Dari Abu Hamzah: Amirul Mukminin Ali bin
Abi Thalib memandang pada seorang pemuda yang memanjangkan sarungnya,
lalu berkata: ‘Wahai anakku, pendekkan sarungmu, karena itu membuat awet
pakaianmu, dan membuat hatimu lebih bertaqwa. ( Al Kafi, jilid 5, bab: memendekkan pakaian )
Jauh sebelumnya, Umar bin Khattab telah
mengatakan ucapan yang sama, saat menjelang wafatnya, ada seorang pemuda
yang menjenguknya, lalu Umar melihat pakaian pemuda itu menjulur ke
bawah mata kaki, lalu Umar berkata: “Wahai anak saudaraku, angkatlah
pakaianmu, sesungguhnya itu lebih bersih untuk bajumu, dan lebih
bertakwa pada Rabb-Mu. ( Riwayat Bukhari )
Imam Ali mengucapkan hal yang sama, jauh setelah Umar bin Khattab wafat.
Pakaian yang menjulur adalah bagaian dari sombong, sebaliknya, pakaian yang terangkat melambangkan taqwa. Ini bukti bahwa pakaian menunjukkan kondisi hati seseorang. Seolah para imam memberitahu kita, bahwa isi hati seseorang bisa diketahui dari pakaiannya.
Pakaian yang menjulur adalah bagaian dari sombong, sebaliknya, pakaian yang terangkat melambangkan taqwa. Ini bukti bahwa pakaian menunjukkan kondisi hati seseorang. Seolah para imam memberitahu kita, bahwa isi hati seseorang bisa diketahui dari pakaiannya.
Dari Salamah, dia berkata: “Saya bersama
Abu Ja’far, lalu Abu Abdullah masuk menemuinya, lalu Abu Ja’far berkata:
‘Wahai anakku, mengapa kamu tidak membersihkan pakaianmu?’ Lalu dia
pergi, kami mengira bahwa bajunya terkena kotoran, lalu kembali dan
berkata: ‘Memang sudah bersih seperti ini.’ Lalu kami berkata: ‘Semoga
kami dijadikan Allah sebagai tebusanmu, ada apa dengan bajunya?’ Abu
Ja’far menjawab: ‘Gamisnya adalah panjang, dan saya memerintahkan untuk
memendekkannya, Allah berfirman : dan bajumu bersihkanlah..”

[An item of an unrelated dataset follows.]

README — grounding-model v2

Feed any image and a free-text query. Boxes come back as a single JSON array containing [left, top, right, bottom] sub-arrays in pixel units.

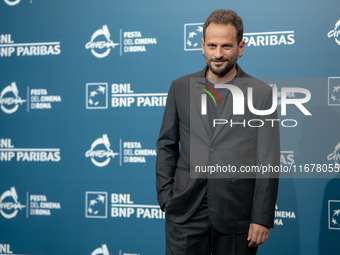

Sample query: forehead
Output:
[[205, 23, 237, 42]]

Dari Muhammad bin Musllim berkata: “Abu
Abdullah memandang ke arah seseorang yang mengenakan gamis sampai
mengenai tanah, lalu berkata: ‘Ini bukanlah baju yang bersih.’”
Dari Sama’ah bin Mahran, dari Abu Abdillah -’alaihissalam- berkata tentang orang yang memanjangkan gamisnya: “Saya tidak senang dia menyerupai wanita. ( Al-Kafi, jilid 5, bab: memendekkan pakaian)
Dari Abdullah bin Hilal, dari Abu Abdillah berkata: “Ayahku berkata: ‘Setiap yang melewati dua mata kaki, maka tempatnya di neraka.” ( Wasa’il Syi’ah, jilid 5 hal. 25-49)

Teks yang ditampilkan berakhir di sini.